Das führt dazu, dass die Serie einerseits zwar emotional sehr dicht erzählt ist (Nesbitt ist großartig als verzweifelter Vater), hin und wieder aber durchhängt, weil wir dem suchenden Vater 2006 einfach zu weit voraus sind mit unserem Wissen. Oder besser gesagt: dass die Serie durchhing, denn mittlerweile haben Harry Williams und Jack Williams einen neuen Dreh gefunden, etwas Unerwartetes zu tun, indem sie das Prinzip zwar nicht brechen, aber doch verbiegen (wie, werde ich natürlich nicht verraten).

„The Missing“ besticht neben seiner anspruchsvollen Erzählweise durch seine Bilder: enorm düstere Locations (gedreht in Belgien), glaubwürdig gealterte Charaktere abhängig von der Zeitebene (offenbar war es den Machern wichtig, schon durch die Maske auf den ersten Blick klar zu machen, ob wir uns gerade im Jahr 2006 oder 2014 befinden) und ein heftiges Thema (Pädophilie und Kindsmissbrauch), das ohne Klischees und einfache Feindbilder erzählt wird.

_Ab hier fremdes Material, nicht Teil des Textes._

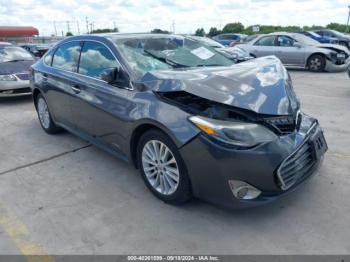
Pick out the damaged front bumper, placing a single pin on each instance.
(332, 67)
(267, 168)
(14, 88)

Hoffentlich dürfen Williams und Williams diese Geschichte zuende erzählen, hoffentlich gibt es hier kein offenes Ende (das bei „The Affair“ schon abzusehen ist, weil eine zweite Staffel bereits in Auftrag gegeben worden ist) — diese Geschichte schreit einfach nach einem würdigen und erwartbar traurigen Ende. Denn anders als bei „Happy Valley“, das im Widerspruch zur abgeschlossenen Story fortgesetzt werden wird, gibt es hier nicht einmal eine Polizistenfigur, die auch in einem neuen Fall ermitteln könnte. Es gibt nur die zutiefst betroffenen Eltern, von denen ein Teil weitersuchen will, während das andere bereit wäre, mit der Vergangenheit abzuschließen. Und wie den Eltern geht es auch mir bei „The Missing“: lieber ein Ende mit Schrecken als ein offenes Ende ohne closure.

Beide Serien aber verschieben schön die Grenzen des Erzählens, wie man sie aus dem Gros der Serien kennt, die sich an erprobte lineare Erzählgesetze halten. Während „The Affair“ dafür eine inhärente Begründung mitliefert, kommt „The Missing“ bislang ohne äußeren Grund für seinen ungewöhnlichen Ansatz aus. Beide Serien aber profitieren von ihrer Bereitschaft zum Experiment — und sind also wieder einmal schöne Beispiele dafür, dass es noch innovative Fernsehformate gibt, dass das Medium Fernsehen das momentan sich am schnellsten entwickelnde ist, und wie viel Spaß Formate machen können, die ihre Zuschauer im Zweifel lieber über- als unterfordern.